John Erzen, a spokesman for the state’s attorney’s office, said an Alcohol, Tobacco, Firearms and Explosives federal agent was testifying to the charges and as state prosecutors were questioning him, he made reference to multiple home invasions Scott was allegedly involved in instead of just one.
“There’s been a lot of questions as to what evidence was to be allowed in the case,” Erzen said. “The judge felt that the jury hearing about multiple home invasions was prejudicial against Scott.”
Erzen said Whalen did say he felt the ATF agent’s mention of home invasions was not intentional.
Harry Trainor, Scott’s defense attorney, could not be reached for comment Monday.
Scott, 29, previously was convicted on federal gun trafficking, child pornography and carjacking charges for which he was sentenced to 100 years in prison by a federal judge.
He is alleged to have strangled Delores Dewitt, 42, and daughter, Ebony Dewitt, on March 16 inside their home before putting their bodies inside a stolen car and setting it on fire.

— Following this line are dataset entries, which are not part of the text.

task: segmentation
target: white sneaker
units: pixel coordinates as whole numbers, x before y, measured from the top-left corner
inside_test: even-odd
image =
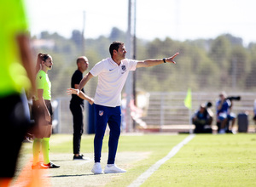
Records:
[[[125,172],[126,172],[125,170],[118,167],[115,164],[113,164],[112,167],[108,167],[107,165],[104,170],[105,173],[125,173]]]
[[[91,172],[95,174],[102,174],[102,169],[100,162],[96,162],[91,169]]]

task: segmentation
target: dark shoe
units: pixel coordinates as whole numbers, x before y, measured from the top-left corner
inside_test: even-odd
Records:
[[[83,155],[73,156],[73,160],[85,160]]]
[[[32,169],[47,169],[49,167],[43,165],[42,163],[38,162],[36,165],[32,165]]]
[[[48,168],[59,168],[61,166],[55,165],[52,162],[49,162],[48,164],[43,164],[44,167],[47,167]]]

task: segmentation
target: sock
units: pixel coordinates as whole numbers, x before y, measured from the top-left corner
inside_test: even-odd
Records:
[[[44,138],[42,141],[42,152],[44,155],[44,164],[49,163],[49,138]]]
[[[33,146],[32,146],[33,165],[36,165],[38,162],[39,162],[41,142],[42,142],[42,139],[37,139],[37,138],[34,139]]]

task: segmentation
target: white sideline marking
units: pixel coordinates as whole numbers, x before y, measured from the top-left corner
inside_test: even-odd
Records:
[[[75,164],[75,165],[77,165],[77,166],[81,166],[81,165],[84,165],[84,164],[88,163],[88,162],[91,162],[91,159],[86,158],[85,161],[81,161],[81,162],[79,162],[79,163],[77,163],[77,164]]]
[[[170,158],[172,158],[173,156],[175,156],[178,150],[188,142],[189,142],[193,138],[195,137],[195,134],[190,134],[186,139],[184,139],[181,143],[177,144],[175,147],[172,148],[172,150],[168,153],[166,156],[164,158],[159,160],[155,162],[153,166],[151,166],[146,172],[144,172],[143,174],[141,174],[136,180],[134,180],[128,187],[137,187],[143,184],[148,178],[149,178],[158,168],[165,163],[166,161],[168,161]]]

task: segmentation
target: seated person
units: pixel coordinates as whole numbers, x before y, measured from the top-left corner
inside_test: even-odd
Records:
[[[213,113],[211,109],[201,104],[200,109],[194,114],[192,122],[195,126],[195,133],[212,133],[211,128]]]
[[[219,94],[216,103],[218,132],[219,133],[231,133],[236,122],[236,115],[231,113],[232,101],[227,99],[225,92]],[[232,122],[230,128],[230,122]]]

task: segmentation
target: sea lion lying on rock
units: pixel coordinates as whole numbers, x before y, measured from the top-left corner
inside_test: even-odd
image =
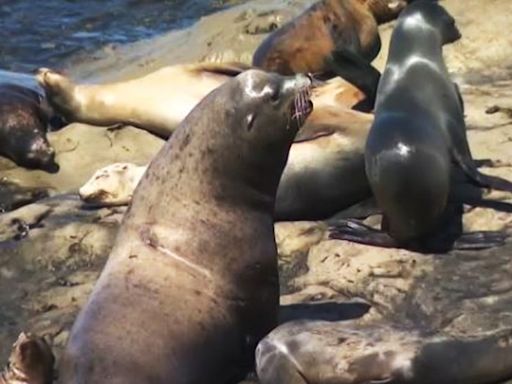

The trial, which began Feb. 18 and was expected to last up to six weeks, has now been postponed to Oct. 21 with a new jury selection beginning Oct. 15, Erzen said.
“While we are disappointed in this outcome, we feel that the correct ruling was made and we respect Judge Whalen’s decision,” Alsobrooks said in a statement. “This is no way jeopardizes our case against Mr. Scott and we look forward to retrying the case later this year.”
Scott is facing life without the possibility of parole if convicted on the two counts of first-degree murder, Erzen said.